Three members of the Philosophy Department — Ph.D. candidatese Darien Pollock and Diana Acosta Navas and Bréond Durr, Ph.D. candidate in African and African American Studies — worked together to organize the conference. The Hutchins Center for African and African American Research, the Edmond J. Safra Center for Ethics, and the Charles Warren Center for Studies in American History also sponsored the event.

Pollock, one of the conference’s co-organizers, cited the “need to tell a nuanced aspect of the phenomenon of mass incarceration” as one of the reasons to hold the gathering. Pollock said that, while American society and academics sometimes openly discuss sentencing and prison experience, he hears much less conversation about reentry.

University Professor Danielle S. Allen, who gave opening remarks at the conference, said it is vital to canvass the topic of reentry in order to accomplish criminal justice reform.

“The worse the experience [in prison], the less likely the prospect of reentry,” Allen said. “So, at the end of the day, the sentencing conversation and the re-entry conversation are the same conversations.”

The conference comprised two panels, both of which featured speakers who had served time in prison as well as a number of professors. Pollock said the organizers wanted to hear both from former prisoners who had directly experienced reentry and from academics who are addressing incarceration and similar themes in their research.

Panelist Imani Perry, a professor of African American studies at Princeton University, spoke about the economic and social difficulties individuals face when reintegrating into society. She said it can be especially hard to find a job.

“The structure that exists is one that is deliberately exclusive, it’s exclusionary,” Perry said. “The problem of reentry so often is constructed as a problem of the deficiency of those who are reentering, when in fact is is a structural deficiency.”

Panelist Angel Sanchez said he agreed with Perry. Sanchez said he “grew up in Florida’s prison system” after being tried and convicted as an adult at age 14 for attempted murder and armed robbery in gang-related activity. Sanchez, now a law student at the University of Miami, said the road from prison to law school was nearly impossible to traverse.

“I was 28 when I got out of prison, going on 17 emotionally,” Sanchez said in an interview with The Crimson after the panel discussion.

Sanchez said formerly incarcerated individuals face a challenging decision upon reentering society: whether to return home or to try to begin anew elsewhere.

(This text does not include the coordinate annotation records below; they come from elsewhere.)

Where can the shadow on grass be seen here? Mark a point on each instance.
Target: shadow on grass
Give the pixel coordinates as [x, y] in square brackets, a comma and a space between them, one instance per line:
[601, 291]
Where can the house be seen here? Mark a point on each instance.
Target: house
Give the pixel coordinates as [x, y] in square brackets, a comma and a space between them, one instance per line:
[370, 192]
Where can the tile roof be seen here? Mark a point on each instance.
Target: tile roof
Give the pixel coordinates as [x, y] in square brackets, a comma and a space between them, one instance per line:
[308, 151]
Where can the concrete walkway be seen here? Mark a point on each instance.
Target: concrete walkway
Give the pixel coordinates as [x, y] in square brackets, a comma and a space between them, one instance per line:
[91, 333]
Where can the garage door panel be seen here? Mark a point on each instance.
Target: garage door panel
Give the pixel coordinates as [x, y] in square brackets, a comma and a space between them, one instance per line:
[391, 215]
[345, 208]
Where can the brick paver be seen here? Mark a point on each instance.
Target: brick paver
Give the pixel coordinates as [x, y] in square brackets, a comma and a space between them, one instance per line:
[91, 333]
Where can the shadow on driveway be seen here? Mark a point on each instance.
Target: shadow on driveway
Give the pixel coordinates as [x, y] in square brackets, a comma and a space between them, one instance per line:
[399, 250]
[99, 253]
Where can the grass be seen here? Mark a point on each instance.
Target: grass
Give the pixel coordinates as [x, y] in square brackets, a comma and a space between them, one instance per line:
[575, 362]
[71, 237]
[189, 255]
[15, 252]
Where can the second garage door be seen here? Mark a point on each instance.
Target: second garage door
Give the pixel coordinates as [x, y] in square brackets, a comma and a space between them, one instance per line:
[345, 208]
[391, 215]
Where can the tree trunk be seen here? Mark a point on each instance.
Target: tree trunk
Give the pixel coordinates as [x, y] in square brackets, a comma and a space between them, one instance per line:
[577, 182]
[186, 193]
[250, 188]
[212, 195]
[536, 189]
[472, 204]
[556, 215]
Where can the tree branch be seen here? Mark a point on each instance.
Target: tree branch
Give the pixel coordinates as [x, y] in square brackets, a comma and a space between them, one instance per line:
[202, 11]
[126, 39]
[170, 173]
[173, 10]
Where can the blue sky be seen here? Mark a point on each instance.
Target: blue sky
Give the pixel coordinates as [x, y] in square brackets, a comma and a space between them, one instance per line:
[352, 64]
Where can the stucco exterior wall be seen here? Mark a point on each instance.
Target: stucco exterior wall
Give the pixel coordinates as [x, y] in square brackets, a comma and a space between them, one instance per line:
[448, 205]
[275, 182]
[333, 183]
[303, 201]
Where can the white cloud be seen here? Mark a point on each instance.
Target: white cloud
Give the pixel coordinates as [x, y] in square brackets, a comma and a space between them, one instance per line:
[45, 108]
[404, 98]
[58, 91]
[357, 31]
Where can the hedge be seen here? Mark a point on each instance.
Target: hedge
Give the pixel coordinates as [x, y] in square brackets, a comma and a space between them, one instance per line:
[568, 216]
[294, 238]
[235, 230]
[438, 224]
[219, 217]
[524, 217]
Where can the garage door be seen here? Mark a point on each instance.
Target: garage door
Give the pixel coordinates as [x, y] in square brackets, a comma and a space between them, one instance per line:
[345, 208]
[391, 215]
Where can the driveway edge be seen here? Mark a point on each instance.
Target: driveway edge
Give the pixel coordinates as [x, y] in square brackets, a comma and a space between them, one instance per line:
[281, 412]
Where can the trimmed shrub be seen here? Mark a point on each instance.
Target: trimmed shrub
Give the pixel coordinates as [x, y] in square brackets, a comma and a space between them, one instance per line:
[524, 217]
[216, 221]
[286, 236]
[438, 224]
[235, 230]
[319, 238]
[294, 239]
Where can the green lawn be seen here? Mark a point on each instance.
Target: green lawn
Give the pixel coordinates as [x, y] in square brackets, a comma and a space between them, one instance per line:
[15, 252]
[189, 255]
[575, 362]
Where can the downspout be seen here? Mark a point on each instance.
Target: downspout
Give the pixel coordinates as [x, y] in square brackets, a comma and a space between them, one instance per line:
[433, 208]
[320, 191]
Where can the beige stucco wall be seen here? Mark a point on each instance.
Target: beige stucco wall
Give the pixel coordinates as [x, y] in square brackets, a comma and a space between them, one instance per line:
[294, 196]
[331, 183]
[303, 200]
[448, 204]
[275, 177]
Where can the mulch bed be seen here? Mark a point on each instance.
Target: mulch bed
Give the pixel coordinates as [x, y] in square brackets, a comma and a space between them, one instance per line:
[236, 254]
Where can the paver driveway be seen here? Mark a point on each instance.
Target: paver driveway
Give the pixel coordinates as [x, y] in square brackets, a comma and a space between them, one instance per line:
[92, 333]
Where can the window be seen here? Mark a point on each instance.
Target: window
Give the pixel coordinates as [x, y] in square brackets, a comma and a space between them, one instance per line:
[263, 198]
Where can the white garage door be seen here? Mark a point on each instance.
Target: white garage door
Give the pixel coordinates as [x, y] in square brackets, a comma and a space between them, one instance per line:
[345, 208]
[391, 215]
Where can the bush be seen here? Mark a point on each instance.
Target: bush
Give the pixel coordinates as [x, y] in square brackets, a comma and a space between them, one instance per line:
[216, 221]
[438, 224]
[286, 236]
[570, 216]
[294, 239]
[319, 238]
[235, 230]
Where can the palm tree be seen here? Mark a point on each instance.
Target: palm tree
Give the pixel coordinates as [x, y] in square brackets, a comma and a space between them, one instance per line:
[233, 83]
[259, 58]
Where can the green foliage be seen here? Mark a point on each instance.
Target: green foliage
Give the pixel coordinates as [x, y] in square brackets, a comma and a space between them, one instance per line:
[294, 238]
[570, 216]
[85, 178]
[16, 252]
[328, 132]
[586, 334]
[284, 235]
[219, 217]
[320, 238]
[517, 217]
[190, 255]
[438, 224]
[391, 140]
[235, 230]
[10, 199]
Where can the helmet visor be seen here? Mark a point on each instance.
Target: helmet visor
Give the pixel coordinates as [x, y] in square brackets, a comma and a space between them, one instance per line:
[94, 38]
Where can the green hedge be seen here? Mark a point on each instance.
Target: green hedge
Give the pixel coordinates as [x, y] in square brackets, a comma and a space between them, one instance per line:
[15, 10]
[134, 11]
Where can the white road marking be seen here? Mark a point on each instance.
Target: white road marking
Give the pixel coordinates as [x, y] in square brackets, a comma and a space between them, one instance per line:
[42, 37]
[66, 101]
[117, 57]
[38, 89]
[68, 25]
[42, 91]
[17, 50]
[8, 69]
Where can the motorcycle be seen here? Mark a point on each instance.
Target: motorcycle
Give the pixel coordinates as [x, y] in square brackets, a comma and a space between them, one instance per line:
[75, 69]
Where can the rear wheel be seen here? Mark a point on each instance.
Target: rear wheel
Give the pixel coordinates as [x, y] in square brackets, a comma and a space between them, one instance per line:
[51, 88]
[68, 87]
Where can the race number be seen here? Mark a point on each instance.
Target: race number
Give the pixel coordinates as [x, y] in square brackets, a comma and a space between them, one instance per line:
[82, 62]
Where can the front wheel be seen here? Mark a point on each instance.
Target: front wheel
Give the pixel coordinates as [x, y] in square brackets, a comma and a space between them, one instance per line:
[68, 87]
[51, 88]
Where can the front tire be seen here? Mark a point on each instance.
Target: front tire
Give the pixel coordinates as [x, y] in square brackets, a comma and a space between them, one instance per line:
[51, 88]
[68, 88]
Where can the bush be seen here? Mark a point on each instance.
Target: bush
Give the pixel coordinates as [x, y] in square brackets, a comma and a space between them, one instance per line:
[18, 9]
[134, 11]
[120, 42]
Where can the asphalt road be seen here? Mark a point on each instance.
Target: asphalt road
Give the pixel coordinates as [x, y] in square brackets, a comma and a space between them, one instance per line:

“When I got out, I knew that I couldn’t go back to the same people, places and things, but I didn’t have anywhere else to go,” Sanchez said. “[We] have to choose between going back to a bad environment or having no environment to go to, so the answer is obviously easy. Go back to the bad environment.”

Sanchez chose to start fresh. From a homeless shelter in Orlando, he made his way to community college, where he earned a 4.0 GPA. His prior conviction, though, followed him to college, where he was removed from the honor society when other members learned of his felony. After being rejected by 21 out of 23 law programs to which he applied, Sanchez enrolled at the law school at the University of Miami and has since served as a judicial intern.

“I literally went from a defendant in that courtroom to a judicial intern walking in to that courtroom. When they said all rise, I was next to the judge in her robe, myself in a suit in a courtroom where I once had to walk in with an orange jumpsuit and handcuffs,” he said.

Pollock, who gained inspiration for the conference from the experiences of his uncle who served time in prison, said he thought the conference was successful and went “better than [he] hoped.”

“I think this conference was really what it said on the flier. It was a belonging type of conference,” Pollock said.

Correction: Oct. 4, 2018

A previous version of this article misspelled the name of Bréond Durr. It has been updated.